Osservare la miriade di agenzie che pullulano nelle vie del centro, ti fa comprendere quanto questa cittadina viva grazie al turismo.

Agenzia Escursioni San Pedro C.
Agenzie di viaggi in San Pedro de Atacama

Si possono scegliere diverse escursioni organizzate, affittare biciclette, fare un giro a cavallo, scalare vulcani, l’unico problema è che il Cile si rileva, almeno a San Pedro, decisamente caro.
Il centro è caratterizzato da casette in adobe (mattoni rossi), ben curate, trasformate in ristoranti, ostelli e agenzie di viaggi.
Le stradine strette acciottolate accolgono la moltitudine di biciclette, infatti qui a San Pedro, tutti la utilizzano come mezzo di trasporto.
Di fianco alla piazza centrale si trova l’Iglesia San Pedro, una piccola chiesa costruita con materiali indigeni e artigianali, il tetto è realizzato con adobe e il soffitto all’interno con legno di cactus.

Chiesa San Pedro C.
Cattedrale di San Pedro
Strada San Pedro C.
Vie di San Pedro
Strada San Pedro C.
Quasi tutte le vie del centro cittadino non sono asfaltate

Appena ci si sposta dal centro, i panorami sono davvero incredibili, vulcani con cime innevate, circondano la cittadina, tra cui il famoso Licacanbur, alto 5916 m e il deserto arido e secco fa da sfondo.
Oltre i turisti a San Pedro si possono osservare molti hippy che vendono collane per la strada, splendidi furgoni che diventano case per famiglie di viaggiatori, si respira aria di libertà e di arte.
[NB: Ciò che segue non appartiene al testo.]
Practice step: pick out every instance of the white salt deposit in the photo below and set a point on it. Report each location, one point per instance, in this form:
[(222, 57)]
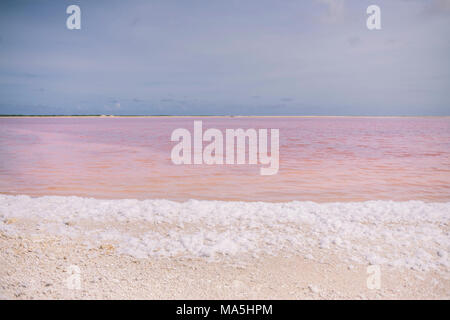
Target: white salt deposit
[(411, 234)]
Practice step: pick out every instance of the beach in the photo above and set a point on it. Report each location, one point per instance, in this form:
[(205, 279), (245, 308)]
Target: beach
[(95, 208), (158, 249)]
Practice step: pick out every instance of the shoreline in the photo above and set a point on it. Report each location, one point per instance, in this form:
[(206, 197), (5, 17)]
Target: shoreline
[(159, 249)]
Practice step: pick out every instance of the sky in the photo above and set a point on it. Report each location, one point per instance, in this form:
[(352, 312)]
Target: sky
[(225, 57)]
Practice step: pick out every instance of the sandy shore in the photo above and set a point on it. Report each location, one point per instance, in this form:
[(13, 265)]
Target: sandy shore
[(77, 248), (38, 269)]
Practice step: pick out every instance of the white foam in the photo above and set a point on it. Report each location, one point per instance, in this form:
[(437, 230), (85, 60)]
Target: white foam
[(411, 234)]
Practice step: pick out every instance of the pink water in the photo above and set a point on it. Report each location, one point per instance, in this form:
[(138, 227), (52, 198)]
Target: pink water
[(321, 159)]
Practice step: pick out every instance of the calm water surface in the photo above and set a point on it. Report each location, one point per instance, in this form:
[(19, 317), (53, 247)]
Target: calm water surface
[(321, 159)]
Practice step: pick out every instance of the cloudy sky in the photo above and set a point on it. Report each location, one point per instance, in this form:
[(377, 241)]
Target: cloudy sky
[(266, 57)]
Vulcano Licacabur San Pedro C.
Vulcano Licancabur appena innevato

Pukarà de Quitor
Questo piccolo sito archeologico si trova a soli 3 km da San Pedro ed è facilmente raggiungibile o a piedi o in bicicletta.
Adagiato su una collinetta, rappresenta l’ultima fortezza indigena, risalente al XIII secolo, per contrastare l’attacco dei conquistadores spagnoli. Gli indigeni combatterono duramente, ma poi vennero sconfitti e molti decapitati sul posto.
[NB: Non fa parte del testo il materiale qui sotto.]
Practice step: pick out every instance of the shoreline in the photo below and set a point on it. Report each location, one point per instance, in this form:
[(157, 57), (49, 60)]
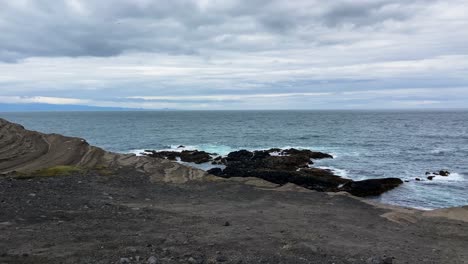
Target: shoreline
[(69, 202)]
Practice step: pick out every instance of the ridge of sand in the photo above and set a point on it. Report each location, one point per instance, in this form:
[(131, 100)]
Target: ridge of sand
[(22, 150)]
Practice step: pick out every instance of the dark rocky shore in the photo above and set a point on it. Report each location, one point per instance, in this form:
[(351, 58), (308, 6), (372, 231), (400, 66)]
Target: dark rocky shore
[(64, 201), (282, 166)]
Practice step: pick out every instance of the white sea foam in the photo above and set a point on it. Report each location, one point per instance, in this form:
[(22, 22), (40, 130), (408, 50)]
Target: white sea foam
[(135, 151), (454, 176)]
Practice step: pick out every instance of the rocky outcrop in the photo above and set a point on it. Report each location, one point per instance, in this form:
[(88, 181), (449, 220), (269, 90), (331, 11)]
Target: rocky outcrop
[(371, 187), (193, 156), (24, 151), (293, 166)]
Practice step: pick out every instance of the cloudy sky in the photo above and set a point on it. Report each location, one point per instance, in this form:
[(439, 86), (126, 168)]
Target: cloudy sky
[(232, 54)]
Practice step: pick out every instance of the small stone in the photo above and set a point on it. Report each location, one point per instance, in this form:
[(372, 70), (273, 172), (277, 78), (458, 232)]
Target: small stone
[(124, 260), (221, 258), (192, 260), (152, 260), (131, 249), (388, 260)]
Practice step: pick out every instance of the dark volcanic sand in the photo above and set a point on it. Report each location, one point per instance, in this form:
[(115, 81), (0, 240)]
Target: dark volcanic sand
[(114, 219)]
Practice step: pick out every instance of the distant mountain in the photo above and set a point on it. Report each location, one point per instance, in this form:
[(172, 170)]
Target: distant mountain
[(50, 107)]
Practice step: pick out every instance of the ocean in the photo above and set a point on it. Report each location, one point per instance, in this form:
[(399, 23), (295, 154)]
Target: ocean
[(365, 144)]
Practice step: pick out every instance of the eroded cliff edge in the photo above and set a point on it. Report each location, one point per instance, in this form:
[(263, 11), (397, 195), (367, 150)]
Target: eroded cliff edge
[(26, 151)]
Valle Muerte Pukarà de Quitor San Pedro C.
Valle de la Muerte
Pukarà de Quitor San Pedro C.
Resti della fortezza di Pukara
Mirador Pukarà de Quitor San Pedro C.
Mirador della Valle de la Muerte
Sculture Mirador Pukarà de Quitor San Pedro C.
Sculture indigene del mirador

Si possono osservare i resti in pietre delle recinzioni difensive, sulla sommità della collina si puo godere di una bella vista sulla Valle de la Muerte. Se avete voglia di godere di un panorama ancora più suggestivo, si puo camminare per un sentiero in salita, per niente faticoso che ti porta fino al Mirador. Qui potrete ammirare non solo la Valle de la Muerte ma anche i vari vulcani con le cime innevate, uno spettacolo unico. Inoltre si osserva un grande monumento con varie sculture di visi, incastonati in un muro di pietra, per ricordare gli indigeni decapitati dagli spagnoli.